January 11, 2018, at the Olympic Village Lodge in Squaw Valley
Squaw Valley Institute presents Shane Anderson director and producer of A River’s Last Chance. Exploring the legacy of California’s Eel river and searching for an economic and ecologic balance, Anderson will personally be presenting the Director’s cut of the film. The Eel river in Northern California is arguably the best opportunity for wild Salmon recovery on the entire west coast. The river and Salmon have weathered decades of over fishing, abusive logging, catastrophic floods and droughts, as well as a hydropower dam that diverts water out of the basin.

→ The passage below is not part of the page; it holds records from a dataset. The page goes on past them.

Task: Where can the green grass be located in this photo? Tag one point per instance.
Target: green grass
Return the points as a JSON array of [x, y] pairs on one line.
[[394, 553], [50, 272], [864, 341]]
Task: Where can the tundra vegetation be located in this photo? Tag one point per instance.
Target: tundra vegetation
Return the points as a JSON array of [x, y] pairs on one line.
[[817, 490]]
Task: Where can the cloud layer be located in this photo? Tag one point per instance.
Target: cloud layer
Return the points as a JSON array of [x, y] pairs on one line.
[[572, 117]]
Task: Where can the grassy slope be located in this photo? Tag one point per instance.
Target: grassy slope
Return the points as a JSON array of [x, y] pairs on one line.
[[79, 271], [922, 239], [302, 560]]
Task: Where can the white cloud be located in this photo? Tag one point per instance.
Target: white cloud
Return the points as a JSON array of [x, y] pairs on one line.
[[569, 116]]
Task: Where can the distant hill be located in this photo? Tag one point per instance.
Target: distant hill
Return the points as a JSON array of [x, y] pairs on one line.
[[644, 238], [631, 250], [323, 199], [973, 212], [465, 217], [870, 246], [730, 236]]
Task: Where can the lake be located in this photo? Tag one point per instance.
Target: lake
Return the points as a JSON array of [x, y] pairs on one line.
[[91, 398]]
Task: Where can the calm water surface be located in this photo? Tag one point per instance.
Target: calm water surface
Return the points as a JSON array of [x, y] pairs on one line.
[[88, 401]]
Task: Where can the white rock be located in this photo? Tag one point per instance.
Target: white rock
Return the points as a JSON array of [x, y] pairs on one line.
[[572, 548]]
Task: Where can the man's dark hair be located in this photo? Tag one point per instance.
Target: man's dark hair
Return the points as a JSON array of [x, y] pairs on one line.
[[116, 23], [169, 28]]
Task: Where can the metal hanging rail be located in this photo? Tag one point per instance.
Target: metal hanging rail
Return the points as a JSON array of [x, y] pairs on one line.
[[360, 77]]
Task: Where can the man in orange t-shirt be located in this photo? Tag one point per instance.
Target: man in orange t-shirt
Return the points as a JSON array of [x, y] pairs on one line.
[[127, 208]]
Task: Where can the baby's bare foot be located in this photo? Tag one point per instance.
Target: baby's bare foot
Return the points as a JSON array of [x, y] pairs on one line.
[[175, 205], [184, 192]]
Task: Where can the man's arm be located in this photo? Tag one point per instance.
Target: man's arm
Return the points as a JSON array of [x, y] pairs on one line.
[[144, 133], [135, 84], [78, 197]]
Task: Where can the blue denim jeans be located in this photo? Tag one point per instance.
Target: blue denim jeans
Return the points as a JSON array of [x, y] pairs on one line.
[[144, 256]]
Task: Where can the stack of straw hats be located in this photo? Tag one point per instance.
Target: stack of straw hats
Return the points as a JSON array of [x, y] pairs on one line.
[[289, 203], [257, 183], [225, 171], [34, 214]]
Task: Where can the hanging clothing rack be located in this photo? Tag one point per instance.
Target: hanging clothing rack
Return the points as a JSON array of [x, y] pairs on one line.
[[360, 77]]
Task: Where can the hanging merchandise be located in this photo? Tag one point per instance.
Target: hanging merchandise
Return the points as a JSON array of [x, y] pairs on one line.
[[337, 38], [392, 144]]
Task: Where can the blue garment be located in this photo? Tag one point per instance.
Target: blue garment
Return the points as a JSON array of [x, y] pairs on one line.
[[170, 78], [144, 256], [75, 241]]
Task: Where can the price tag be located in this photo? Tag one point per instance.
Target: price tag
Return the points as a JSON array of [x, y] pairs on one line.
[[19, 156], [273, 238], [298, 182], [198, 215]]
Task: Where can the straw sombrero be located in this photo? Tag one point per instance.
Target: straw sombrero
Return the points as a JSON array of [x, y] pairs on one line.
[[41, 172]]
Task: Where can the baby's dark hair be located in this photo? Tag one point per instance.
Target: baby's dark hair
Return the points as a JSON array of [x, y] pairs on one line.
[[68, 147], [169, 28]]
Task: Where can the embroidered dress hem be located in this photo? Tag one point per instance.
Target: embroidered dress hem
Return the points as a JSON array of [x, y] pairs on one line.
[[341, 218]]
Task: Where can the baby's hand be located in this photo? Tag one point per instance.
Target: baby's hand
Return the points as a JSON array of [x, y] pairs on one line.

Today, the wild Salmon recovering in the Eel river, compete for water with the region’s cannabis & wine industries.
This film is rooted in the belief that we can live symbiotically with our watersheds while maintaining healthy rivers and a strong economic future. Learn the story of real and current Salmon conservation efforts in California, and listen to the various perspectives of those involved – the native people, fishermen, loggers, conservationists, wine growers and marijuana enthusiasts.
Recently, A River’s Last Chance won multiple awards including:
· Best Environmental Film, Yosemite International Film Festival 2017
· Wild and Scenic Film Festival Official Selection 2018
· Portland Eco Film Festival Official Selection 2017
In June of 2017, 10 local Tahoe Truckee students paddled with a core team from Rivers for Change from the source of the Truckee River to its terminus at Pyramid Lake. Two of the student ambassadors, Chloe Tippett and Laurel Anderson, will be sharing their epic environmental adventure and discussing the importance of the Truckee River to our community.